A new network interface has been added to the system as a result of the PPPDaemon invoking addInterface on its PPP object after the modem link was established. The local address is set to the value specified during construction of PPPDaemon, and the interface name is the same as supplied by addInterface. The "ppp0" interface will remain in the system until removeInterface is invoked in response to a PPP CLOSED event.

Now that both the Ethernet (eth0) and PPP (ppp0) interfaces are active, we can connect to the server over both using the DataLoggerClient.

Output from launching the Linux (Ethernet) Client

java DataLoggerClient 192.168.0.15
Total readings=2
Entry 0:Fri Feb 02 14:31:06 CST 2001, RH=27.738698340362145, TEMP=23.40625
Entry 1:Fri Feb 02 14:33:07 CST 2001, RH=27.402815524359628, TEMP=23.46875

Output from launching the Win2K (PPP) Client

java DataLoggerClient 192.168.1.1
Total readings=2
Entry 0:Fri Feb 02 14:31:06 CST 2001, RH=27.738698340362145, TEMP=23.40625
Entry 1:Fri Feb 02 14:33:07 CST 2001, RH=27.402815524359628, TEMP=23.46875

DataLogger (TINI) output

New client:Socket[addr=192.168.0.100/192.168.0.100,port=1056, 			  localport=5588]
Local interface:192.168.0.15/192.168.0.15
New client:Socket[addr=192.168.1.2/192.168.1.2,port=1949,localport=5588]
Local interface:192.168.1.1/192.168.1.1

From the output above we can see that DataLoggerClient was launched on both the Linux and Win2K client at about the same time and within a few minutes of starting the DataLogger application on TINI. Each client receives the same log data, but each connects to the server using a different IP address.
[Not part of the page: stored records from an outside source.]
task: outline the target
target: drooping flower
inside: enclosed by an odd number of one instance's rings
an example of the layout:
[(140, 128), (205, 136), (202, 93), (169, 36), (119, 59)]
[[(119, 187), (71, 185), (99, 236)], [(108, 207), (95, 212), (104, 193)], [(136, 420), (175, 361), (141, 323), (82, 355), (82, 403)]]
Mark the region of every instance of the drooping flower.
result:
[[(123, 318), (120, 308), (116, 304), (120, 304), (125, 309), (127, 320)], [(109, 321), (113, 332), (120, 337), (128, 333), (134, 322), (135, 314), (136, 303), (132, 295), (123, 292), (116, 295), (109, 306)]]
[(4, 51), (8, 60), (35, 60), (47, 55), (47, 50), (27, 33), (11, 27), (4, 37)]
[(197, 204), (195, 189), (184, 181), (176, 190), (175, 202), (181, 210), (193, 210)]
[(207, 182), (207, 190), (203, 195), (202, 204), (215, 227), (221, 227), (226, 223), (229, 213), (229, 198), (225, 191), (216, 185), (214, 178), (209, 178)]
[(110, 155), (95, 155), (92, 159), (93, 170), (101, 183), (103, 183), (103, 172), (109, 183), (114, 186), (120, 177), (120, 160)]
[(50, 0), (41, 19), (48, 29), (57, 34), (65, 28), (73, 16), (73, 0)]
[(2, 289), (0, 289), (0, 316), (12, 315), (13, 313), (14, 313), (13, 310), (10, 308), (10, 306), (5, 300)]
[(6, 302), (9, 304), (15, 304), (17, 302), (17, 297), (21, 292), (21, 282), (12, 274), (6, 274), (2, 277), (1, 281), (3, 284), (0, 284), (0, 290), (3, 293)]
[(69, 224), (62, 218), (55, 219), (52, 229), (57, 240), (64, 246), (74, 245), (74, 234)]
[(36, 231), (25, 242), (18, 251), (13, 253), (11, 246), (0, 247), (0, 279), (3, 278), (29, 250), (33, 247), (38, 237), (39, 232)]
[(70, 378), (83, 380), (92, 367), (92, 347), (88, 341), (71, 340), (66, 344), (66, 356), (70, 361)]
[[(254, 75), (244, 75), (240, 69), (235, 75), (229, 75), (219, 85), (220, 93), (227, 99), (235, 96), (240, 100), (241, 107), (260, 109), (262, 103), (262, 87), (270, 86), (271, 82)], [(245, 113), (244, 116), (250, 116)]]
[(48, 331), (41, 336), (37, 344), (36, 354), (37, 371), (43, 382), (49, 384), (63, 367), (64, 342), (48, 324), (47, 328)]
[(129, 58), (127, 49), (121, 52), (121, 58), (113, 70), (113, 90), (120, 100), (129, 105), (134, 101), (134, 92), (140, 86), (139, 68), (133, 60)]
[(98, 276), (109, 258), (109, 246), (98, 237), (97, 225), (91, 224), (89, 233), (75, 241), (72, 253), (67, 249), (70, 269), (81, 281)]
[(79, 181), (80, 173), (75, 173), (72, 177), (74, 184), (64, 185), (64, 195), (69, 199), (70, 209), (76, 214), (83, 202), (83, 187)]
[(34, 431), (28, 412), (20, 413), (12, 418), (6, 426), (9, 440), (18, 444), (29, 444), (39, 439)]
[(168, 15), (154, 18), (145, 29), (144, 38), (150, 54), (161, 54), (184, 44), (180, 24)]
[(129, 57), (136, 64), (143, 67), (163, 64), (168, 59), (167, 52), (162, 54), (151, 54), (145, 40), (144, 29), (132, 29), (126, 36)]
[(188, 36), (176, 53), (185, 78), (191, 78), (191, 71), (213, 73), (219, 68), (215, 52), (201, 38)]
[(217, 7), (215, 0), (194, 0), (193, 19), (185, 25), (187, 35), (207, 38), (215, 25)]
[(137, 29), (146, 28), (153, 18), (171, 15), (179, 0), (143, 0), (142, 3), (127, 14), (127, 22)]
Notice, however, that the local port value displayed in the TINI output is DataLogger's SERVER_PORT number (5588) for both connections. When the Linux box establishes its connection, DataLogger displays the remote client's IP address (192.168.0.100) and the IP address of its own local Ethernet interface (192.168.0.15). When the Win2K client connects the client (192.168.1.2) and server (192.168.1.1) the IP addresses displayed are those selected in PPPDaemon's constructor during initialization of the PPP object. In the Ethernet case, both IP addresses were statically configured outside of program control. In the PPP case, however, the IP addresses were set programatically by PPPDaemon.

Further improvements to the DataLogger application are certainly possible. For example, we could improve its flexibility by allowing more parameters to be supplied on the command line or perhaps read from a configuration file. Some examples of additional useful parameters are serial port number, serial port data rate, and client and server IP addresses to be used by the PPP network interface. We could also modify PPPDaemon to support multiple PPP interfaces. This requires using multiple serial ports to allow two different clients to establish dial-up connections simultaneously.